One could perhaps seek a parallel in the peaceful modern coexistence of full-sized sapiens and pygmy sapiens in the Congo and Philippines, based on complementary economies, with pygmy hunter-gatherers trading forest products to full-sized sapiens farmers. But full-sized sapiens hunter-gatherers 18,000 years ago would have been much too similar economically to micropygmy hunter-gatherers to permit coexistence based on complementary economies and trade. One could also invoke the continued coexistence of chimpanzees and humans in Africa, based on chimps being economically too different from us to compete (very doubtful for micropygmies), and on chimps being too dangerous to be worth hunting (probably true for micropygmies).
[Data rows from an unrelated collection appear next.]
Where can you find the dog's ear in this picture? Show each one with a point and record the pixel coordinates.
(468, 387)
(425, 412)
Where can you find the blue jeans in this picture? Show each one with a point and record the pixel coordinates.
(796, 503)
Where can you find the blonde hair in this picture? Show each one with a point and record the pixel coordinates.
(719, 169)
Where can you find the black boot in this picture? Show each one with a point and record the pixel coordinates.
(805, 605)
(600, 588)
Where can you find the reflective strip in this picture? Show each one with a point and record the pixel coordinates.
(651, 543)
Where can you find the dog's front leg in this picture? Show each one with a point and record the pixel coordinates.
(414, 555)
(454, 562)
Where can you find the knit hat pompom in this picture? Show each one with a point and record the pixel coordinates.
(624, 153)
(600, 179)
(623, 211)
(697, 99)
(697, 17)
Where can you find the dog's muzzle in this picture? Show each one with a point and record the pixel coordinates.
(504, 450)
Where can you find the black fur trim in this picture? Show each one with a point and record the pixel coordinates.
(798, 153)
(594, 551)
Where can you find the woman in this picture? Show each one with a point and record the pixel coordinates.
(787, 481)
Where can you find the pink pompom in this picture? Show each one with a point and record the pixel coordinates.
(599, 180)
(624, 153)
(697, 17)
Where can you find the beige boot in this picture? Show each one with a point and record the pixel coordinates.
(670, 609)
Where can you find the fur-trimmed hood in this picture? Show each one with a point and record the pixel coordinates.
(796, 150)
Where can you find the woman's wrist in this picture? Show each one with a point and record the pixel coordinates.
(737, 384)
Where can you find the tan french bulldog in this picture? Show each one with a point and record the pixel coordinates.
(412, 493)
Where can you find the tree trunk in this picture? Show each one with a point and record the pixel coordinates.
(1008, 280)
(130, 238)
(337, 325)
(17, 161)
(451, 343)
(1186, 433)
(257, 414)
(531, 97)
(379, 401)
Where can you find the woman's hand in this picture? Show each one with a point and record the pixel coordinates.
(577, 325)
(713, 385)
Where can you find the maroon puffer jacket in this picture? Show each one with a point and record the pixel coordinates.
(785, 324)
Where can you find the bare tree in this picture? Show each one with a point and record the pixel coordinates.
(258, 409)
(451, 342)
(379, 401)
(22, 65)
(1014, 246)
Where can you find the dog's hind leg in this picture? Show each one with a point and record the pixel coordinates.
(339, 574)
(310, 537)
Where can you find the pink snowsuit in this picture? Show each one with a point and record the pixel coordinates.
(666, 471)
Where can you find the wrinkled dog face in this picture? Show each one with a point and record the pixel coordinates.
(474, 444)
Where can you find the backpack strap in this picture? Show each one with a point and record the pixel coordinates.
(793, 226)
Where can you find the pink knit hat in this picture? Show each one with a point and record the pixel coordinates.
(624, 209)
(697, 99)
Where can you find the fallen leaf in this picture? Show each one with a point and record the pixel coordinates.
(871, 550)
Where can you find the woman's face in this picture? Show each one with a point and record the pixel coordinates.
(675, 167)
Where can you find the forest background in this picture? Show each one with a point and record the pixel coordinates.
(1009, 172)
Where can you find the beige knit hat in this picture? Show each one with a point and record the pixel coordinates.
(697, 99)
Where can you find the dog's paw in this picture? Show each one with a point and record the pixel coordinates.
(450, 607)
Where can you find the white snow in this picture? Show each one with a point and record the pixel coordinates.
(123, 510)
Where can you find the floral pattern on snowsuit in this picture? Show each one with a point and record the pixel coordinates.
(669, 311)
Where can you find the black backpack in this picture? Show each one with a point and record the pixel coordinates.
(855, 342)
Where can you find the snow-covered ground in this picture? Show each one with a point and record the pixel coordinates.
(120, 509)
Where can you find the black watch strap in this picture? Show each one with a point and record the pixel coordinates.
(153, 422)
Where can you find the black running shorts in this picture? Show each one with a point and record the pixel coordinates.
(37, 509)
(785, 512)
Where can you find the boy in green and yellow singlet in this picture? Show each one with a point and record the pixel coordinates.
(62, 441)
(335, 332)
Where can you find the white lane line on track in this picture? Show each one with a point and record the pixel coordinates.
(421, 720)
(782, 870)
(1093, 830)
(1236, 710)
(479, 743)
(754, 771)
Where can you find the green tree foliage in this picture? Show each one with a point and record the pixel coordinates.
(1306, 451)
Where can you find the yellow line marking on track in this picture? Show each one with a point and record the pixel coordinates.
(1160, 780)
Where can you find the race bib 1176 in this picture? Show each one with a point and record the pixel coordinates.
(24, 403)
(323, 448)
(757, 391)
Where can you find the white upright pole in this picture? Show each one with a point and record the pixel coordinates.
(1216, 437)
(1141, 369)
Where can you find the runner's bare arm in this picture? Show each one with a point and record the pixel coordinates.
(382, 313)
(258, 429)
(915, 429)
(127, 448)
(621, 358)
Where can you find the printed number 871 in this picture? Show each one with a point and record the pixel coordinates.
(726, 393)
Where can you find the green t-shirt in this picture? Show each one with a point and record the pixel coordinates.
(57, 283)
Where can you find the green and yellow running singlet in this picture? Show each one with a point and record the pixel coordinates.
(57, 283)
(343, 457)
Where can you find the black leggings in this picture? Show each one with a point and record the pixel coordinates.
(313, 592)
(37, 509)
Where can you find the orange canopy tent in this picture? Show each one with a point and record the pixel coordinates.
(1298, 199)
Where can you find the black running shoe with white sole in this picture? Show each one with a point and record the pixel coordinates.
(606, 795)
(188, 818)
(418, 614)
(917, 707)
Then, one could point to the reported survival of the pygmy stegodont elephants on Flores until 12,000 years ago (1, 2): If stegodonts survived so long in the presence of H. sapiens, why not micropygmies as well? Finally, one might suggest that all of the recent dates for stegodonts and micropygmies on Flores are in error [despite the evidence presented in (1) and (2)], and that both stegodonts and micropygmies became extinct 46,000 years ago within a century of H. sapiens‘ arrival on Flores. All of these analogies and suggestions strike me as implausible: I just can’t conceive of a long temporal overlap of sapiens and erectus, and I am reluctant to believe that all of the dates in (1) and (2) are wrong. Hence I don’t know what to make of the reported coexistence.

Yes, I know, when you have a hammer everything looks like a nail. But I think Diamond is quite wrong about the nature of Homo sapiens economies 50,000 years ago. To Diamond, the big change was the invention of agriculture. Before that, hunter-gatherer; after that, farmer and occupational specialization. I believe there were vast economic changes long before agriculture — it took a long time to evolve language, and that didn’t start until there was already plenty of trading. By 50,000 years ago, I’m sure there was lots of specialization (Person A makes/knows X, Person B makes/knows Y), giving the Homo sapiens all sorts of tools and other useful expertise that the micropygmies didn’t have. They both hunted and gathered but much larger brains and a vast amount of expertise would have been for naught if they didn’t hunt and gather different foods. Homo erectus did not have anything like human language, as far as I can tell; therefore they didn’t have lots of trading or expertise. The two groups could co-exist because their foods were different. I suspect the H. sapiens, able to hunt really large animals, thought small animals, which supported the micropygmies, a waste of time.